The next day, you meet the other kids. Pencil Kid is here because he attempted suicide after his father’s death, and Misbehaving Kid is here because he was planning on murdering his father. The Adults placed them in the rooms directly next to each other. The Adults had them go to breakfast together. Miraculously, they got along, uniting under the common threat of the psych ward and its horrors. They talk to you. They compliment your outfit. They make you laugh. They impart some light into the swirling vortex of the unknown. You play dodgeball together during “gym time.” You make fun of the nurses together when they tell you to simply try having a positive attitude. They’re kids. Just like you.
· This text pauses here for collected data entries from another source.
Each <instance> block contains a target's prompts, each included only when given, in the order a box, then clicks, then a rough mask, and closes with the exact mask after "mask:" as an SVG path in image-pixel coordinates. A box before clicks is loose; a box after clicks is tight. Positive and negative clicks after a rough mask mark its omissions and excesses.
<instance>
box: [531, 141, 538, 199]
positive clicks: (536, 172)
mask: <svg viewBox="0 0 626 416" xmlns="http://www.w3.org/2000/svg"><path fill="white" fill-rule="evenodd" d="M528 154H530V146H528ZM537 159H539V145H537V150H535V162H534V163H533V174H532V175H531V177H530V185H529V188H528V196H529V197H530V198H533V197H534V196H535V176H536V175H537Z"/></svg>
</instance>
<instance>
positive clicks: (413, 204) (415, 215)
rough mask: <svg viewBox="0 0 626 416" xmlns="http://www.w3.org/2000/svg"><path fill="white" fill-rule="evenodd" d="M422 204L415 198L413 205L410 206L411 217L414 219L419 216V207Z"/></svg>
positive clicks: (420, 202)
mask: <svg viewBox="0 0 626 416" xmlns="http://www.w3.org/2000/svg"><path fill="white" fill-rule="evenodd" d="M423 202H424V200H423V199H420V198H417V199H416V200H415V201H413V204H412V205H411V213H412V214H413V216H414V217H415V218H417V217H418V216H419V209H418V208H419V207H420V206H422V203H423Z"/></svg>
And yet, the pit grows. You think of your friends, who you’ve ghosted against your will. The pit grows. You think of your teachers, looking at their rosters and seeing “Absent—Hospital” written next to your name. The pit grows. You think of your mom, who sat with you the whole day in the emergency room while you waited for the ambulance. The pit grows. You think of the essay you left on your desk, waiting to be completed. The pit grows. You think of your dog, who saw you walk out the door the previous morning yet had no explanation as to why you haven’t returned.
The pit swallows you up from the inside, and the tears fall from your eyes in a deluge. Your selfish, bitter attempt to do the unthinkable; Your mother’s attempts to make the situation seem less dire than it is while sitting in the emergency room; How you feel like you are being punished for speaking up about your mental health. All of these thoughts tumble alongside you deep into the pit, and you realize that there’s no hope of being able to climb out of it.
That is, until you spy a hand reaching in to try and pull you out. Pencil Kid’s hand. And Misbehaving Kid is right behind him. They talk to you, and comfort you, and listen to your woes, sharing their own stories as well. They make you feel seen. They make you feel better. They laugh with you. They treat you like a person.
All while the nurse sits in the corner of the group room, silently filling out some paperwork.